Crise économique et chômage
Par ailleurs les crises économiques qui affectent la France dans les années 1870 ne font qu’aggraver une situation déjà précaire : la misère des mineurs se fait pressante, les salaires sont au plus bas, le chômage sévit. Des grèves éclatent donc en pays minier au Nord de la France : en 1878 à Anzin, en 1880 à Denain, en 1882 à Montceau-les-Mines, en 1884 à nouveau à Anzin.
Germinal est planté au coeur de la révolution industrielle de la seconde moitié du XIXe siècle français. L’artisanat fait place à la grande industrie et contre la bourgeoise triomphante, contre l’hégémonie des puissances d’argent s’affirme l’idéologie socialiste.
On y trouve, incarnées par les principaux personnages, diverses tendances du mouvement socialiste de l’époque : le collectivisme, le possibilisme, le socialisme chrétien, l’anarchisme.
– Le collectivisme, qui adopte des idées de Karl Marx, prône la révolution et le renversement de la classe bourgeoise : il est incarné par Etienne.
– Le réformisme ou possibilisme, souhaite que soient mises en place un certain nombre de réformes possibles, sans acte révolutionnaire : il est soutenu par Rasseneur.
– Le socialisme chrétien cherche à concilier christianisme et socialisme en partant du principe que « Dieu est du côté des pauvres » (p 431). Il est défendu par l’abbé Ranvier.
– Le quatrième courant est l’anarchisme, issu de l’anarchisme russe ou nihilisme. Il a été porté à l’attention du public de l’époque par la vague d’attentats qui ont eu lieu dans les années 1878-81 contre le tsar de Russie Alexandre II qui périt assassiné. Ce système se propose de détruire toutes les structures sociales, sans chercher à reconstruire quoi que ce soit. Il est incarné par le personnage Souvarine.
La mine : une « mine » d’inspiration pour les auteurs du XIXe siècle…
La mine est devenu un thème littéraire populaire et a déjà inspiré plusieurs romanciers avant que Zola ne s’en empare : Hector Malot, dans Sans famille (1878), évoque une catastrophe minière ; Paul Hauzy dans ses nouvelles, Un coin de la vie de misère (1878), raconte les amours d’un jeune mineur amoureux d’une cribleuse, Catherine ; Maurice Taylmer, auteur de Grisou (1880) met en scène une grève ; Yves Guyot, ami de Zola, auteur de Scènes de l’Enfer social (1882), présente la misère des mineurs et leur révolte. Zola imagine le parti qu’il pourrait lui-même tirer d’un roman sur le pays noir : la mine lui offrirait un cadre romanesque pittoresque et symbolique, prétexte à l’évocation de scènes dramatiques et au développement de ses thèmes de prédilection.

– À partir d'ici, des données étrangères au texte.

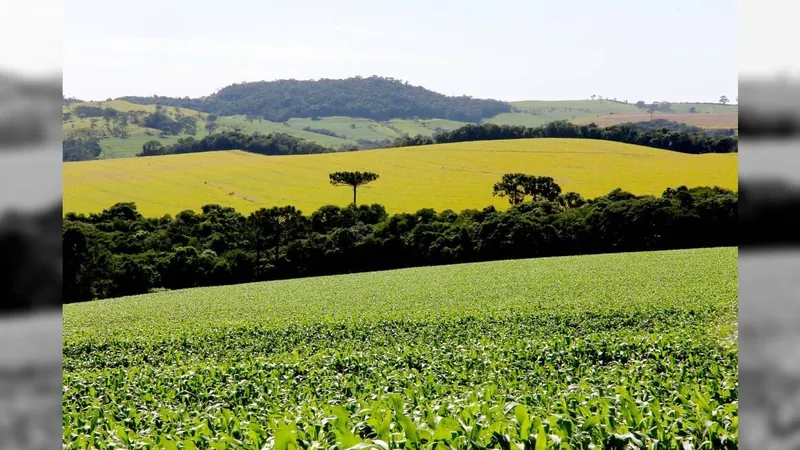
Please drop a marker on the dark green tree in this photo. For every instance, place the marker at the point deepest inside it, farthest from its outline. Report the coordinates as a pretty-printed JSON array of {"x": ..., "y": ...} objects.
[
  {"x": 353, "y": 179},
  {"x": 541, "y": 188},
  {"x": 152, "y": 148},
  {"x": 512, "y": 185}
]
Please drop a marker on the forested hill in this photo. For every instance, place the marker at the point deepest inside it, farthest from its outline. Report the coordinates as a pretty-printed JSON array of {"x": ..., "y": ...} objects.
[{"x": 376, "y": 98}]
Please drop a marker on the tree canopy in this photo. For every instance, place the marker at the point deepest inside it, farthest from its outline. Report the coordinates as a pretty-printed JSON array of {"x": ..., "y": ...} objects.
[{"x": 353, "y": 179}]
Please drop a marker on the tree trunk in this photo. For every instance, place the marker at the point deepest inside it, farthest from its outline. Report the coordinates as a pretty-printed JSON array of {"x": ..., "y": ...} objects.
[{"x": 258, "y": 255}]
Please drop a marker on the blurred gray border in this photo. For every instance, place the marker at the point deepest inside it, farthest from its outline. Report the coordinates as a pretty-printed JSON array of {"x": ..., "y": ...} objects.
[
  {"x": 769, "y": 291},
  {"x": 30, "y": 249}
]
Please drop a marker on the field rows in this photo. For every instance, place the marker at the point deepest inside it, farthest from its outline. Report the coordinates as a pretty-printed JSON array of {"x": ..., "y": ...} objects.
[
  {"x": 605, "y": 350},
  {"x": 445, "y": 176}
]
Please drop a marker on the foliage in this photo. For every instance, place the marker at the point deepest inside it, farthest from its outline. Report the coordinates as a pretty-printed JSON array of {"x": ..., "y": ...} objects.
[
  {"x": 271, "y": 144},
  {"x": 443, "y": 176},
  {"x": 221, "y": 246},
  {"x": 375, "y": 98},
  {"x": 615, "y": 351},
  {"x": 353, "y": 179},
  {"x": 663, "y": 138},
  {"x": 669, "y": 125},
  {"x": 80, "y": 149},
  {"x": 516, "y": 186}
]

Tel était le projet de Zola, projet qui se concrétisa à la suite de 2 évènements : sa rencontre avec Alfred Giard et la grève d’Anzin.

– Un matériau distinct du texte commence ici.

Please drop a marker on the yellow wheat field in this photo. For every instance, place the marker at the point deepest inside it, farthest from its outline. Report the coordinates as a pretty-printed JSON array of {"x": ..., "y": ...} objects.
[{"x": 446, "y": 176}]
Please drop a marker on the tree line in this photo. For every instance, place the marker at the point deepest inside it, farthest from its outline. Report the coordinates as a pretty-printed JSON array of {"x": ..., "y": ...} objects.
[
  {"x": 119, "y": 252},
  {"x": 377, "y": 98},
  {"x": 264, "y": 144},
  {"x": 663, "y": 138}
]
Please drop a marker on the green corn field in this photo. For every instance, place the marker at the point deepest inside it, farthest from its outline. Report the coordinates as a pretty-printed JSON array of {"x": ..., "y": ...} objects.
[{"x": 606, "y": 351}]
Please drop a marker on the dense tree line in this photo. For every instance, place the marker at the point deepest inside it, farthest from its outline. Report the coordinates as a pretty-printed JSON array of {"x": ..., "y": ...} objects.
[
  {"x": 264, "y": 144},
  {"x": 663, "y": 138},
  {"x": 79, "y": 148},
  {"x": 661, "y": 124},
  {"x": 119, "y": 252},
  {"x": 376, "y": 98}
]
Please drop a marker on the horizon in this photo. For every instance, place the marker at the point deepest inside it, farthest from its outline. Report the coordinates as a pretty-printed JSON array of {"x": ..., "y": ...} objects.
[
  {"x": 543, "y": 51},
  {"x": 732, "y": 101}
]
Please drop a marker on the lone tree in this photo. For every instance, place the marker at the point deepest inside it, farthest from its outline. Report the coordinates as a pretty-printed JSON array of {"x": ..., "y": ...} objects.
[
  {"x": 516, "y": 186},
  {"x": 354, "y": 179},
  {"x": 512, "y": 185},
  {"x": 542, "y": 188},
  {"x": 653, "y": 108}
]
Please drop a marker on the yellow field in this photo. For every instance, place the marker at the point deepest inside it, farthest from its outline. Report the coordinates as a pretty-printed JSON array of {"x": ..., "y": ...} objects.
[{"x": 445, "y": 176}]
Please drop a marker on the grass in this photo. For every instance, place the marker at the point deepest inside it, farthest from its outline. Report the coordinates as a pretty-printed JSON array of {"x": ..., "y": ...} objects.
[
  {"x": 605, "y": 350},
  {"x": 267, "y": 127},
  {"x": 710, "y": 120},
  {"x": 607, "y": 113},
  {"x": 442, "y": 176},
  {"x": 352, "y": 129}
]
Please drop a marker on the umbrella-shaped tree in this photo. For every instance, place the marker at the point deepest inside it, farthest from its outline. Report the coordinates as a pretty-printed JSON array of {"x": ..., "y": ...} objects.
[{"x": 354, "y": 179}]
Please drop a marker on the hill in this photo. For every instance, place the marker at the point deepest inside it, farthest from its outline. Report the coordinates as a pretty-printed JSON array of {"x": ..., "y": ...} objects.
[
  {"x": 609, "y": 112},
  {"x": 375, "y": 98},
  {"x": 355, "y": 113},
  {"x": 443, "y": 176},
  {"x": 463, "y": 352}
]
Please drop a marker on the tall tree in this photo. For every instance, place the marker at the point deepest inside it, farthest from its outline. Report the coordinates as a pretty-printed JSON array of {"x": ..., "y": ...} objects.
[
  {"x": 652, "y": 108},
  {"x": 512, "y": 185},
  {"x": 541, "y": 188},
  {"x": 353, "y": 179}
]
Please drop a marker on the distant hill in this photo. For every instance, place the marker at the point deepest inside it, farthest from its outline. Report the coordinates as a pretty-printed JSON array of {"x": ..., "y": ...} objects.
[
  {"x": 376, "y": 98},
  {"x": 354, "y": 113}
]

Les mines du Nord en grève
Durant l’été 1883, il rencontre en effet le député socialiste de Valenciennes, Alfred Giard, qui évoque avec lui les problèmes de la région et qui le pousse à écrire un roman sur la mine. Peu après, en février 1884, une grève importante éclate à Anzin. Zola est décidé : il situera son roman dans un bassin minier du Nord de la France.
La méthode de travail de Zola
Zola nous a laissé ses documents de travail fort précis pour l’élaboration et la préparation de son roman : le « dossier Germinal ». Il comporte 962 feuillets constitués de notes de lecture, d’informations diverses sur la mine. Dans ce dossier figure également ce que Zola appelle « l’Ebauche » : jour après jour, il y définit ses intentions, arrête le sujet et les péripéties de l’intrigue, note les épisodes auxquels il songe, fixe le nombre des personnages, esquisse leurs caractères, et parfois remet tout en question.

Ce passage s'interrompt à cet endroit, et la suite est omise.